Lundi 30 janvier 2012

Nouveau petit butinage chez Paule du Bouchet, chez qui je retrouve cette question de la mémoire, de ce qu’on garde, ou pas, des traces, de la disparition, du tri. Autant de notions qui, sous différentes formes (désherbage, élimination, conservation, archivage) qui tissent en fait la trame du quotidien, à la maison ou à la bibliothèque. Avancer, c’est jeter, ou garder ?

Le lundi après-midi, le 6 septembre 1999, il y a eu cette cérémonie que nous avons voulue. Ma mère n’était pas croyante, mais nous avons demandé au curé du village de nous accueillir dans son église attenante à la maison et dont j’entendais habituellement le carillon sonner chaque demi-heure, le clocheton jouxtant ma chambre.

Parler d’elle, personne ne le pouvait. Mais lire, à notre demande, des textes et des poèmes qu’elle aimait. J’avais demandé à mon père, il avait accepté. Je le revois, auparavant, assis dans la cuisine inondée de soleil, en face de la chambre où elle reposait. Mon père pleurait. Ces larmes, si différentes de celles que j’avais connues longtemps autrefois et qui alors ont étanché ma tristesse. Repesant à ces larmes, aujourd’hui encore, elles m’apaisent. Elles ont la saveur des sources invisibles. Tous ce qui avait été vécu, tout ce qui ne l’avait pas été, tout ce qui ne le serait plus.

Dans l’église, il s’est avancé vers le lutrin devant le cercueil. Il a lu les premières strophes du poème de Baudelaire Chant d’automne. « Adieu, vive clarté de nos étés trop courts, Demain nous plongerons dans les froides ténèbres, J’entends sonner le bois sur les pavés des cours… » Sa voix était posée, comme lorsqu’il lisait pour elle, à l’hôpital, assis à côté du lit, il y avait encore si peu de jours, mais posée sur un imperceptible tremblement.
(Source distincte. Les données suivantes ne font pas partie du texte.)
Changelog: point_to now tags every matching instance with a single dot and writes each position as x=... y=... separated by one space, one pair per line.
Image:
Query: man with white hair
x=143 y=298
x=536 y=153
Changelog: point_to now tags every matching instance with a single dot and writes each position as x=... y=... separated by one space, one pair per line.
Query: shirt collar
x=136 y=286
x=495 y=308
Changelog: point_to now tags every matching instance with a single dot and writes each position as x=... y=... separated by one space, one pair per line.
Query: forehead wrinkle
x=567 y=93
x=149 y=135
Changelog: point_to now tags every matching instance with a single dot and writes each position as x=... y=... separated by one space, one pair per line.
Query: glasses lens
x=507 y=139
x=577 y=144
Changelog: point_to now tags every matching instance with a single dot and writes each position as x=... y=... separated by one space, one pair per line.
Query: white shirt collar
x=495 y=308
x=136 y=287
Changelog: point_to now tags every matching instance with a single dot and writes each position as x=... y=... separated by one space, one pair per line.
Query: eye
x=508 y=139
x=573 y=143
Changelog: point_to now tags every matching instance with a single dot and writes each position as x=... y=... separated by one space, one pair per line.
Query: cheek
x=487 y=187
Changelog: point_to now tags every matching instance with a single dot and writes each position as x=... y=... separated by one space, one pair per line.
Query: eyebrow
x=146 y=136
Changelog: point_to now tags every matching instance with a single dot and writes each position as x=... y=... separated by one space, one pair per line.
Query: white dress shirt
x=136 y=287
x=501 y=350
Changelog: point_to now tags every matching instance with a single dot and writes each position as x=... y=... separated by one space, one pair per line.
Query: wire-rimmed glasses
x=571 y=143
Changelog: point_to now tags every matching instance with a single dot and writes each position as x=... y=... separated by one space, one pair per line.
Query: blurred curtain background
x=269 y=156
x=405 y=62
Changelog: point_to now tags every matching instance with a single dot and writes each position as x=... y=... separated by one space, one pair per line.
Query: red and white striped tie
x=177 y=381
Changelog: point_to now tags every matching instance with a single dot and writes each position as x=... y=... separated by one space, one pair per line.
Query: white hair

Quelques temps plus tard, de retour à Paris, mon père m’a donné une petite carte blanche sur laquelle il avait recopié pour moi ce poème. Je l’ai serré dans mon porte-cartes, longtemps, contre mon cœur, bien après sa propre disparition à lui, dix-huit mois plus tard. Ces lignes d’adieu de sa mai, de sa belle écriture fougueuse penchée vers la droite, cet adieu de mon père à ma mère, je les ai longtemps portées avec moi. Et puis je les ai perdues. J’ai perdu même cela. Cette cartonnette manuscrite si précieuse, qui parlait de ma mère, je l’ai perdue.

Que garde-t-on ? Que détruit-ton ? Que perd-on ? Pourquoi ? Je ne sais pas. J’ai beaucoup perdu. Hors de l’intention ouverte de témoigner, de laisser une trace explicite, je ne sais pas les mouvements obscurs qui font oublier, perdre ou détruite.